In der Heftausgabe der Gamestar 04/2001 wurde ein Artikel zu Gothic veröffentlicht. Mit freundlicher Genehmigung der Gamestar-Redaktion durften wir diesen nun auch hier veröffentlichen.

Grafikpower für Power-PCs: Von der Burg im Alten Lager haben Sie bei gutem Wetter eine fantastische Weitsicht bis zum blitzdurchzuckten magischen Wall im Hintergrund. (1600x1200).
Konkurrenz für Ultima 9

Gothic

In einer prächtigen 3D-Fantasywelt räumen Sie mit der Brut des Bösen auf - mit der entsprechenden Monster-Hardware.

Es sind einfach zu viele. "Verdammte Orks!", knurrt unser Haudegen und befreit sich aus dem Knäuel wilder Monster.

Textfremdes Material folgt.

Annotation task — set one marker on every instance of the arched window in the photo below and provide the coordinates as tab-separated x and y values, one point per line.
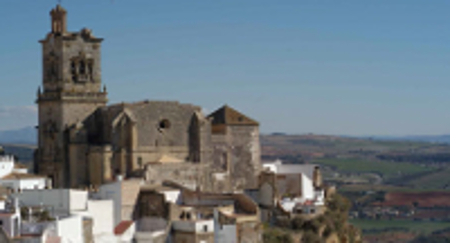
73	70
82	67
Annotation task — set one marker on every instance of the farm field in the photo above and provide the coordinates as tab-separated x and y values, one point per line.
418	227
383	168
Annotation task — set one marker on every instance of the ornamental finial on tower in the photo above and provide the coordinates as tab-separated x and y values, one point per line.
59	25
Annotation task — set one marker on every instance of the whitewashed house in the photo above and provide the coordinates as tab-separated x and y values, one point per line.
73	213
293	188
16	178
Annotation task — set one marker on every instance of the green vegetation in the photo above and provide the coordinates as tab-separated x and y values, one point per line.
275	235
437	180
333	223
420	227
385	169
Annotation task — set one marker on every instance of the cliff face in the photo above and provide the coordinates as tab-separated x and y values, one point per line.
331	227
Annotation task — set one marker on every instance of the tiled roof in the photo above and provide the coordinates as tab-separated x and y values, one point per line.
229	116
122	227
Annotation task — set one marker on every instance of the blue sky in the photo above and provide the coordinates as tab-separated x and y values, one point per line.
325	67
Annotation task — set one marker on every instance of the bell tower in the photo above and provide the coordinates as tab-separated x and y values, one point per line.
71	91
59	20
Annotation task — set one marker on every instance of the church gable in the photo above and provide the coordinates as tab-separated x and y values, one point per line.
227	116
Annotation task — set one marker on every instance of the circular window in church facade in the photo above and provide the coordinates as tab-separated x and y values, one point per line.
164	124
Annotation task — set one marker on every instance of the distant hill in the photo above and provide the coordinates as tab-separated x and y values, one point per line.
25	135
417	138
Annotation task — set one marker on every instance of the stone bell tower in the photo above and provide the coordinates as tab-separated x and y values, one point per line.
71	91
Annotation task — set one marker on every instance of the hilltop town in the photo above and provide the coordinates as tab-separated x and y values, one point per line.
152	171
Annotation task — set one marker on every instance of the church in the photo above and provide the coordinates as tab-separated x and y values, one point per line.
85	142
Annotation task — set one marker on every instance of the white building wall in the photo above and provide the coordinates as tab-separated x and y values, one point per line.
172	196
70	229
13	184
194	226
78	200
6	165
113	191
32	183
101	212
307	188
58	200
279	168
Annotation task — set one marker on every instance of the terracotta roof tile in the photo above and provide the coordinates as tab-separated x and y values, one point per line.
229	116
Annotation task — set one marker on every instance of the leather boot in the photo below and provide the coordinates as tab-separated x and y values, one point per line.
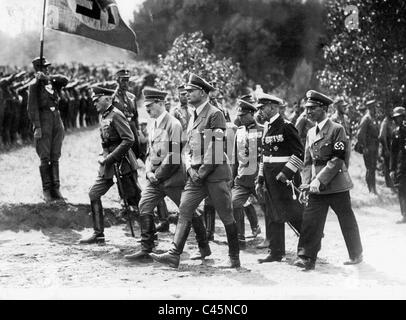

Im Eiltempo rennt er hinab zur Siedlung, ein Dutzend wütender Kreaturen im Schlepptau. Da, der Weg durch den Wald - aber da sind auch Wölfe! Glück gehabt, sie stürzen sich auf einige der Verfolger. Noch immer spürt unser Held fünf, sechs Bestien im Nacken. Endlich taucht die Stadtmauer auf. Bebend springt er durch das Haupttor. Zur Mittagszeit sind besonders viele Soldaten auf dem Marktplatz. Sofort greifen sie zu den Waffen und machen Kleinholz aus den Biestern.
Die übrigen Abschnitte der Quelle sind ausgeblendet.